Er is geen schaderapport of ander document overgelegd waaruit blijkt wanneer welke schade aan opslagtank [nummer 4] is vastgesteld. De als productie 13 bij dagvaarding in de hoofdzaak overgelegde e-mailcorrespondentie is daarvoor onvoldoende. Daarom staat niet vast dat aan die tank tijdens de huurperiode schade is ontstaan.
2.12.
[gedaagde 1] heeft weliswaar gesuggereerd dat de schade ook veroorzaakt kan zijn door MIC, maar die suggestie wordt onvoldoende ondersteund door de bevindingen van de deskundigen.
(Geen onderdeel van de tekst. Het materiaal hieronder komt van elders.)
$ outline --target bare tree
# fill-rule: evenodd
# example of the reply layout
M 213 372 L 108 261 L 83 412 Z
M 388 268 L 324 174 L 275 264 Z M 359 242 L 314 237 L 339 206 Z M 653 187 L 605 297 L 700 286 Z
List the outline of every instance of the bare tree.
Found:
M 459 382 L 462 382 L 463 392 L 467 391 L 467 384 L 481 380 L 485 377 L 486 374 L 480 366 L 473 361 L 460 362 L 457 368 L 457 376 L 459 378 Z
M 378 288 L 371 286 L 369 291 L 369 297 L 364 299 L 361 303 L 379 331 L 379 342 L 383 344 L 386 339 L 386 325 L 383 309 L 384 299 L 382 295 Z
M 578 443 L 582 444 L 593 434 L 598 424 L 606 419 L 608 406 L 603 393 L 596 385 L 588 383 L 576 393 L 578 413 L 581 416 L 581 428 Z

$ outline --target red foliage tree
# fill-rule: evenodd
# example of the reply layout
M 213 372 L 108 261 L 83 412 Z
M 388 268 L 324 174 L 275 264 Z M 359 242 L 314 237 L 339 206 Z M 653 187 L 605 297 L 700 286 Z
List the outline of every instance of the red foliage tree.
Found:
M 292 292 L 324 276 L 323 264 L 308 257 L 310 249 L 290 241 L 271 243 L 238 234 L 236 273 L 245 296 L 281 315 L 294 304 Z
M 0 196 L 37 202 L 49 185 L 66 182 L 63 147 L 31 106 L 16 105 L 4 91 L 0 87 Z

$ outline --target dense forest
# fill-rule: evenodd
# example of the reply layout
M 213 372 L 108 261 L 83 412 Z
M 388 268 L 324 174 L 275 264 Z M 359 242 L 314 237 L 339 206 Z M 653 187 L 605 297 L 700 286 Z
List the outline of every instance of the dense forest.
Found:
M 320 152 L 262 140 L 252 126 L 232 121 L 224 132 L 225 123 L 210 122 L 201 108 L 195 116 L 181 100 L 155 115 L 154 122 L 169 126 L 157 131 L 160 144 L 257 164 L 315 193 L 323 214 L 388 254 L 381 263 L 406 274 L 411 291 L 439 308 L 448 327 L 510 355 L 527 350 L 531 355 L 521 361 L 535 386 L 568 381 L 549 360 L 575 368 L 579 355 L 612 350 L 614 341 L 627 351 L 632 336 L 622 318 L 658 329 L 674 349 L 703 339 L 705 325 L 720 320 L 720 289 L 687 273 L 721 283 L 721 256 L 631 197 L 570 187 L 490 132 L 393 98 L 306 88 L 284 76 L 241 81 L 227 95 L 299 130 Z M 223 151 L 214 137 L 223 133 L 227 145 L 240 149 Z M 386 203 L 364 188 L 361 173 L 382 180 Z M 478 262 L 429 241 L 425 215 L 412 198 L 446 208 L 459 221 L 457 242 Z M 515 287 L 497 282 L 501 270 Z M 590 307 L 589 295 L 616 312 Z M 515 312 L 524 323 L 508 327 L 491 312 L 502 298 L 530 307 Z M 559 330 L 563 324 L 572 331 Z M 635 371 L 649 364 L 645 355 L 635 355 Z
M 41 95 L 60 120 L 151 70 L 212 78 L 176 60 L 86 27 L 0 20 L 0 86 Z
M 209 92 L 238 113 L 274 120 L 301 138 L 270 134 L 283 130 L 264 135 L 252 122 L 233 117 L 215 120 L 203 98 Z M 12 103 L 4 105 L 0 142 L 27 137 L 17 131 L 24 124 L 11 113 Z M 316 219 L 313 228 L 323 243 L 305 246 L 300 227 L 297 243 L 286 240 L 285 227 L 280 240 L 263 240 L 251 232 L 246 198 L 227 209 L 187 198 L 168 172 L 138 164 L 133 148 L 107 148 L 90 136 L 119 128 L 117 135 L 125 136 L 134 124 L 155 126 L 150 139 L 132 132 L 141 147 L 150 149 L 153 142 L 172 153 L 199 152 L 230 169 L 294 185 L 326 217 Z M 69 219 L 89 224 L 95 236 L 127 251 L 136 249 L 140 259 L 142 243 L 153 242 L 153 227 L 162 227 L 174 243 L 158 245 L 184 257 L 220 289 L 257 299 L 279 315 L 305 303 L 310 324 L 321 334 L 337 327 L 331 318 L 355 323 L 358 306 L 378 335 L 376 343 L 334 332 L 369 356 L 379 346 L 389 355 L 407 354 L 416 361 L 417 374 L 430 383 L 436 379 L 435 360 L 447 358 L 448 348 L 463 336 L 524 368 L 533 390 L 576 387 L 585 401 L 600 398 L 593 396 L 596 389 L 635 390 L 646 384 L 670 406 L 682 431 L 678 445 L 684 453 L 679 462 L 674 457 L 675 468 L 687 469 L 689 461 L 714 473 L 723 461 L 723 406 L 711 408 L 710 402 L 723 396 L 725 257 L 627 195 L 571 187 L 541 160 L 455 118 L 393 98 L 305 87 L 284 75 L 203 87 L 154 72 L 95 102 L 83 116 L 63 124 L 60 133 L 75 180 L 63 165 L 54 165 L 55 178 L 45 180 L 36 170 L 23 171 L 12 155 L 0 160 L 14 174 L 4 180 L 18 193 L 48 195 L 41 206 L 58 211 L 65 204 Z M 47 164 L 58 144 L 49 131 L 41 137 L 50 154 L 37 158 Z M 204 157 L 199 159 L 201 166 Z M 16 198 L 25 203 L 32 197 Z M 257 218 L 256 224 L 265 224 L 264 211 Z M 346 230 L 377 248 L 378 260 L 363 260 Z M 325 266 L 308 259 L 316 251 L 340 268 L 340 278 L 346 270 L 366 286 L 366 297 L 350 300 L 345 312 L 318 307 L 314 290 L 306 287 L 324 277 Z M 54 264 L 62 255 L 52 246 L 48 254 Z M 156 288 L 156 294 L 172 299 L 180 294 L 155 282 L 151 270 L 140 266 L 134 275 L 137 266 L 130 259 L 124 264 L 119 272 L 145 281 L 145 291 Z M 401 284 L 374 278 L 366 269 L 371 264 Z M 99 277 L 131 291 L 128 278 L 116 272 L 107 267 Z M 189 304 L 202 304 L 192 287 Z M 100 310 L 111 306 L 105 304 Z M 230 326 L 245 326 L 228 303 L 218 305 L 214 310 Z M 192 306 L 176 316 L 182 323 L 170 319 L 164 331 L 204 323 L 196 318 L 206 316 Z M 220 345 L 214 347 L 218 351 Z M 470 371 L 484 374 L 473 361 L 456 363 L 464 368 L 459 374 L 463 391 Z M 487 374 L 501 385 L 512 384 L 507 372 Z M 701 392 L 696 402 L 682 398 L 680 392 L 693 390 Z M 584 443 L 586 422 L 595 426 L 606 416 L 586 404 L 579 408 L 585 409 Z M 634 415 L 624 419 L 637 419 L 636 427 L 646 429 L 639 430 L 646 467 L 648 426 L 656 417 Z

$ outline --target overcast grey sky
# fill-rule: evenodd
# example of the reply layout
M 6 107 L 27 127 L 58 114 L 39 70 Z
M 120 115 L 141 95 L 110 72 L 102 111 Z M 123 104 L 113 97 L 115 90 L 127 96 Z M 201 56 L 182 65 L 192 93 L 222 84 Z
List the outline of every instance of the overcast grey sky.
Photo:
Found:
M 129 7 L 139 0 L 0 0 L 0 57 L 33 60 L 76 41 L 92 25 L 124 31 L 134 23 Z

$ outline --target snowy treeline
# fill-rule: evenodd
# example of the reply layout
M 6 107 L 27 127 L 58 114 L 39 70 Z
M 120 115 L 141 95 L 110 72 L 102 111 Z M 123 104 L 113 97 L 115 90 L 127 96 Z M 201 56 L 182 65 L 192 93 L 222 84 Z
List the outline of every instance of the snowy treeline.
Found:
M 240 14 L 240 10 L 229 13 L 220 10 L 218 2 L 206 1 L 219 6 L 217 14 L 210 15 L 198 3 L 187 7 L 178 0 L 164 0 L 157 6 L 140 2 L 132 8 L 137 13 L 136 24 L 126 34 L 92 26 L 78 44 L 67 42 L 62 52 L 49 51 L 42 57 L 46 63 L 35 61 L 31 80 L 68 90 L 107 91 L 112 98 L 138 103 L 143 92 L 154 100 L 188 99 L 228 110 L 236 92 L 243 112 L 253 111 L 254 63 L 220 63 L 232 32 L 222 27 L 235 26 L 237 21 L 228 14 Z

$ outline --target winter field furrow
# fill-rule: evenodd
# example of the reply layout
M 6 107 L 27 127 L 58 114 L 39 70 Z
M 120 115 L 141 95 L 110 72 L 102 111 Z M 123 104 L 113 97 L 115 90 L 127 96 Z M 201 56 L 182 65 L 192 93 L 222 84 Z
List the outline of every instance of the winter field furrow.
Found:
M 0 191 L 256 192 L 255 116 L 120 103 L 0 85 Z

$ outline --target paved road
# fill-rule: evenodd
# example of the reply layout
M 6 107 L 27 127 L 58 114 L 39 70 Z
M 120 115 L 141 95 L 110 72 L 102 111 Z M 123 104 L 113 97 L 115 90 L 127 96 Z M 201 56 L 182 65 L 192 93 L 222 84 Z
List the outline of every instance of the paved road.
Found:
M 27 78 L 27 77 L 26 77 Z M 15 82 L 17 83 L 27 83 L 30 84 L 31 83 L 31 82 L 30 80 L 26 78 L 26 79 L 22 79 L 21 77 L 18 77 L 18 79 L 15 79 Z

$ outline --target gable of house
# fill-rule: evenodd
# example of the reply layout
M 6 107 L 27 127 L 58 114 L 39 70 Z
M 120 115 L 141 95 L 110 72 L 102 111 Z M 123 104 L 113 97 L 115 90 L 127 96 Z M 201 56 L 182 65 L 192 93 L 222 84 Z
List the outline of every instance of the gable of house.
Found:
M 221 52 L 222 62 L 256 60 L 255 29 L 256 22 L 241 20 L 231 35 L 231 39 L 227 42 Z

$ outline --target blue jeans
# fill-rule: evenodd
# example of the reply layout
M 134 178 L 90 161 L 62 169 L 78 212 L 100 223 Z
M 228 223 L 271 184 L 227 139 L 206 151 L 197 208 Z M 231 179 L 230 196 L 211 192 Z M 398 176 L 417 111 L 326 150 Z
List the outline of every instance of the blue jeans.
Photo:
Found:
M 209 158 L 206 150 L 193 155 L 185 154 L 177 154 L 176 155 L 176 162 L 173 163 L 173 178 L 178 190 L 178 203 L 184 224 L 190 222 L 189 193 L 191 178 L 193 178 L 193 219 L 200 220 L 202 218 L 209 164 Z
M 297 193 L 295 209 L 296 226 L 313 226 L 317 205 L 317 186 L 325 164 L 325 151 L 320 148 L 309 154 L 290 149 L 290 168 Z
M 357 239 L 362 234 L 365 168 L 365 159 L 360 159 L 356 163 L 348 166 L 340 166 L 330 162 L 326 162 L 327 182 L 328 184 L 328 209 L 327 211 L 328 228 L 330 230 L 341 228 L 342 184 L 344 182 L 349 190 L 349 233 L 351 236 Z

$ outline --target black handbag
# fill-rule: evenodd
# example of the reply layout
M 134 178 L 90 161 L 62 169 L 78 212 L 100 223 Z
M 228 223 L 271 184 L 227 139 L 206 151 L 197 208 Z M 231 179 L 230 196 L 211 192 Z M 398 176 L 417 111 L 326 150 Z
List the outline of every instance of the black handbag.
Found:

Met name het rapport van Element, de deskundige die door [gedaagde 1] (samen met [gedaagde 2] en [gedaagde 3]) is ingeschakeld, biedt niet genoeg steun om van die veronderstelling uit te gaan. Integendeel. Element meldt op pagina 3 van haar rapport onder meer:
“Uit bovenstaande wordt afgeleid dat het bij de corrosie gevormde roest op het staaloppervlak is opgelost in het medium. Bij significante corrosie onder neutrale en basische condities worden normaliter dikke corrosiekorsten gevormd. Bij een medium met een zeer lage pH (zuur) kunnen corrosieproducten echter oplossen. Het uiterlijk van het aangetaste oppervlak duidt zodoende meest waarschijnlijk op een behoorlijk zuur (lage pH) medium.”
Op pagina 6, onder ‘samenvattende discussie’ vermeldt Element onder meer:
“(…) Dit duidt erop dat er in de container sprake moet zijn geweest van zure omstandigheden en derhalve een veel lagere pH dan de opgegeven pH waarde van 6,8 tot 9,1. (…)”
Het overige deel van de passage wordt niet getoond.